Emily Pangborn: The Candle Lady

Emily Pangborn: The Candle Lady

Questions & Answers with community faces

Emily (Cline) Pangborn (37) grew up in northern Indiana with two older brothers and a younger sister. In 2001, she graduated from Wawasee High School, where she had played volleyball and basketball, ran track, and sung in the choir, in addition to dancing for 16 years and being an active 4H member. After high school, she attended the English Nanny and Governess School in Chagrin Falls, Ohio, which led her to a nanny position in Plymouth, Michigan.

In 2002, she met her future husband, Matt Pangborn (now 42), who was originally from Corunna, Michigan; Matt lived with her two older brothers at Central Michigan University. The couple were married in July 2003 and bought their first house in Traverse City during the same year. Their first child, Landen, was born in 2005, with Rowan and Fallon following in 2007 and 2009, respectively.

Matt is a licensed builder, which allowed Pangborn to work part-time as a property manager and eventually to stay home with the kids full time. The Pangborn family moved to Interlochen in 2011, and all three of their children attended Lake Ann Elementary and have since moved to Benzie Central Middle and High School. The family keeps very busy with Landen (15), a straight-A honors student who participates in soccer, wrestling, and track; Rowan (13) attending Northern Michigan Virtual through Benzie, which allows him to still participate in football and wrestling while learning from home; Fallon (11) singing in the choir and taking horseback lessons at Valley Creek Farm.
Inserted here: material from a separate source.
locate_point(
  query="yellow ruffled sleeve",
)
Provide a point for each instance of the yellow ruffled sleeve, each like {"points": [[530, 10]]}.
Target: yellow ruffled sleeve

Pangborn got her Associate’s degree in Science and Arts from Northwestern Michigan College (NMC) in 2018 and thought that she would follow that up with a Certified Public Accountant (CPA) license and pursue a career in accounting, now that her kids are older and do not need as much of her time and attention. However, something more creative was in store for her.

She began pouring candles in her kitchen in 2014, as a hobby. After introducing her creations to family, they encouraged her to start selling them in stores. Since starting her company, Pangborn has seen dramatic growth—in addition to local craft and art shows, 5:14 Candles can now be found in more than a dozen stores, and she is now on the brink of hiring help and expansion out of the family home.

Continuing with our interview series on impactful Benzie County characters, The Betsie Current caught up with Pangborn preparing for the upcoming holiday season.

The Betsie Current: What made you want to pursue this as a career? How did you get started?

Emily Pangborn: I wanted to pursue a career that I could do from home, one that would allow me to stay involved and available to our children. I recently earned an Associate’s degree from NMC and had intended to pursue a Bachelor’s degree in accounting, until my candle company took off and I could no longer do both. I will always have my associates degree to fall back on, but for now I am enjoying the creativity of being a chandler. Besides, that’s always something that I can come back to if I want, but right now I’m really enjoying being in a creative pursuit. For as long as I can remember, I have loved candles. After realizing that many expensive candles were giving me headaches—as well as not burning properly—I decided to try making my own candles, and that is how 5:14 Candles was born. After much trial and error, I believe that I have found the perfect combination of jar, wick, wax, and fragrance; a combination that allows my candles to burn clean all the way down.

5:14 Candles LLC Interlochen Michigan homemade soy candles Emily Pangborn The Betsie Current newspaper
All 5:14 Candles come in reusable containers. Photo courtesy of 5:14 Candles, LLC.

Current: What does a typical day of work look like for you?

Pangborn: I currently pour candles two to three days per week, and the other two days are filled with making deliveries, accounting, website maintenance, social media, photography, and running all other aspects of the business. I can hand pour up to 200 candles per day in my studio.

Current: How has that changed since the COVID-19 pandemic hit Northern Michigan in March?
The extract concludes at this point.